ECLI:NL:GHSHE:2015:1897

Gerechtshof 's-Hertogenbosch

Datum uitspraak
26 mei 2015
Publicatiedatum
26 mei 2015
Zaaknummer
HD 200.134.428_01
Instantie
Gerechtshof 's-Hertogenbosch
Type
Uitspraak
Rechtsgebied
Civiel recht
Procedures
  • Hoger beroep
Rechters
Vindplaatsen
  • Rechtspraak.nl
AI samenvatting door LexboostAutomatisch gegenereerd

Tegemoetkoming in verhuis- en inrichtingskosten ex artikel 7:297 BW

In deze zaak heeft het Gerechtshof 's-Hertogenbosch op 26 mei 2015 uitspraak gedaan in het hoger beroep van een geschil tussen [de man], h.o.d.n.
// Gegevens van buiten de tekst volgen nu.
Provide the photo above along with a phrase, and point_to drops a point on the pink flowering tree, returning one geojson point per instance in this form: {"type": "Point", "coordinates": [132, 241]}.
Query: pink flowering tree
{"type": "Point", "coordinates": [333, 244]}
Café La Gare du Sud, en NS Stations B.V. Het hof heeft de procedure voortgezet na eerdere tussenarresten van 18 november 2014 en 24 februari 2015. De zaak betreft een verzoek om tegemoetkoming in verhuis- en inrichtingskosten op basis van artikel 7:297 van het Burgerlijk Wetboek. Het hof heeft vastgesteld dat partijen niet tot een schikking zijn gekomen en heeft de verdere beoordeling van de zaak voortgezet. Het hof heeft de huurovereenkomst tussen NS Stations en [appellant] vastgesteld te eindigen op 31 juni 2015, waarbij het hof rekening heeft gehouden met de noodzaak van NS Stations voor een spoedige beëindiging van de huurovereenkomst. Het hof heeft de verzoeken van [appellant] om vergoeding van verhuis- en inrichtingskosten beoordeeld aan de hand van een rapport van AW Horeca Adviseurs. Het hof heeft vastgesteld dat [appellant] daadwerkelijk zal verhuizen en dat hij kosten zal maken. Uiteindelijk heeft het hof een bedrag van € 35.000,- toegewezen als tegemoetkoming in de verhuis- en inrichtingskosten, en heeft het de ontruiming van het gehuurde door [appellant] op straffe van dwangsommen gelast. Tevens is [appellant] veroordeeld in de proceskosten van het hoger beroep.

Uitspraak

GERECHTSHOF ’s-HERTOGENBOSCH

Afdeling civiel recht
zaaknummer HD 200.134.428/01
arrest van 26 mei 2015
in de zaak van
[de man], h.o.d.n. Café La Gare du Sud,
wonende te [woonplaats],
appellant,
advocaat: mr. P.J.A. van de Laar te Eindhoven,
tegen
NS Stations B.V.,
gevestigd te [vestigingsplaats],
geïntimeerde,
advocaat: mr. J.M. Heikens te Arnhem,
als vervolg op de door het hof gewezen tussenarresten van 18 november 2014 en 24 februari 2015 in het hoger beroep van het door de rechtbank Oost-Brabant, kanton Eindhoven, onder zaaknummer 839241 en rolnummer 12-6560 gewezen vonnis van 13 juni 2013.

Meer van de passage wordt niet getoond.